By comparison, development of the Newtown Road site would have no effect on the gap between Newtown and Combe or Wearne.

Sustainability Appraisal:

In addition to the landscape justification above, land to the west of Newtown Road also scores better than the Options appraised through the Sustainability Appraisal.

Option 1 appraised land to the north and east of Kelways. Option 2 appraised a combination of 3 areas including land to the south of Old Kelways / adjacent to the railway line / south of the Church. No clear distinction was identified between these two options with a difference of scoring between - and -/?.
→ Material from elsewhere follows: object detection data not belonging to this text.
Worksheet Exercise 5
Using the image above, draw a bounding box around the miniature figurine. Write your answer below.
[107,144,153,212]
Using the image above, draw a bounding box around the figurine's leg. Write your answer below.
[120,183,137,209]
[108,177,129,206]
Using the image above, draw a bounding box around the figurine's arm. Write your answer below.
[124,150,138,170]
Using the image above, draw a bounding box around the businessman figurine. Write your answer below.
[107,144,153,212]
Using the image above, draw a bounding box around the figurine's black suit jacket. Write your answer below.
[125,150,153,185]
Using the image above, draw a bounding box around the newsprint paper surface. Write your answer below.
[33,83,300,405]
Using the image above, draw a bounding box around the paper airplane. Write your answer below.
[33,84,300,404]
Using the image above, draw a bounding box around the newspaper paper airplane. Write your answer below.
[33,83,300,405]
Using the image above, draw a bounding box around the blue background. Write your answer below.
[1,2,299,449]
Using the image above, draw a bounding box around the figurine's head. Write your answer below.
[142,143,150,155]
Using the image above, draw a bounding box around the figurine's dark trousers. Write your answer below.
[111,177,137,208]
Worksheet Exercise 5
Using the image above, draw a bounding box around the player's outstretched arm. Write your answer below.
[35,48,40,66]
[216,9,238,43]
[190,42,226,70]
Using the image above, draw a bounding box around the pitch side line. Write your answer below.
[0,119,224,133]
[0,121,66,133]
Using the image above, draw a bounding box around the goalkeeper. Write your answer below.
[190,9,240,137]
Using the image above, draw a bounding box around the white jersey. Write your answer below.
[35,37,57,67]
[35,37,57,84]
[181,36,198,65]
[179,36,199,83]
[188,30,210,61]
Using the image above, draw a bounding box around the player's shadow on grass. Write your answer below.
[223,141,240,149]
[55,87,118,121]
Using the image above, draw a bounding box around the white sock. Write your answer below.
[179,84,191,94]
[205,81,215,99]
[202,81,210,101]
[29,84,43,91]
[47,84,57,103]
However, not all the options were assessed. Paragraph 4.85 of the draft Local Plan states that the distribution of growth has been refined from the broad approach using a range of evidence including factors affecting each individual settlement such as land availability and market deliverability. Paragraph 4.88 states that the SHLAA has been used as a mechanism to establish potential housing sites. It should be noted that the SHLAA is not a comprehensive exercise and that in the meantime other sites have come forward which are equally suitable, available and achievable. Land to the west of Newtown Road has become available since the SHLAA was undertaken and should now be considered against the preferred options as it provides a more sustainable location than either Option 1 or Option 2.

Please see Sustainability Comparison attached.

What changes do you suggest to make the DPD legally compliant or sound? Policy LMT2 should be amended to read ‘The direction of strategic growth will be to the north, north west, east and south east of the settlement ….’

Inset Map 8: The Direction of Growth should be amended to bring into consideration land to the west of Newtown Road, remove development from within the settlement and reduce the extent of development to the north. See proposed Inset Map 8 attached.
If your representation is seeking a change, do you consider it necessary to participate at the oral part of the examination? Yes
If you wish to participate at the oral part of the examination, please outline why you consider this to be necessary: In order that the Direction of Growth for Langport/Huish Episcopi can be adequately considered.